You also have to put bert-base-uncased and google/flan-t5-xl folders on the root directory of our repository.

|-- ReForm-Eval
    |-- bert-base-uncased
    |-- google
        |-- flan-t5-xl
        ...
    |-- build
    |-- commands
    |-- metrics
    |-- models
    ...

If you load blip2_t5, you need to add the predict_class function in blip2_t5.py.

    def predict_class(
        self,
        samples,
        candidates,
        n_segments=1,
    ):
        # If candidates is a list of lists, each sample has its candidates, then we need to iterate one by one
        if type(candidates[0]) == list:
            results = []

            for i in range(samples["image"].size(0)):
                # add support for different prompts for different samples
                this_sample = {
                    "image": samples["image"][i].unsqueeze(0),
                    "prompt": samples["prompt"][i] if type(samples["prompt"]) == list else samples['prompt'],
                }

                if "text_input" in samples.keys():
                    this_sample["text_input"] = [samples["text_input"][i]]

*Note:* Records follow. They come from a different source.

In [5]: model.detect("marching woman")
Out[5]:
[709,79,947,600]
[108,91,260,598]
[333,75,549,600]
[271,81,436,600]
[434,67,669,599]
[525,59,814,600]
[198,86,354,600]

                if 'context' in samples.keys():
                    this_sample['context'] = [samples["context"][i]]

                if 'history' in samples.keys():
                    this_sample['history'] = [samples["history"][i]]

                if 'caption' in samples.keys():
                    this_sample['caption'] = [samples["caption"][i]]

                this_result = self._predict_class(this_sample, candidates[i], n_segments)
                results.append(this_result)

            try:
                results = torch.cat(results, dim=0)
            except:
                results = [res.tolist()[0] for res in results]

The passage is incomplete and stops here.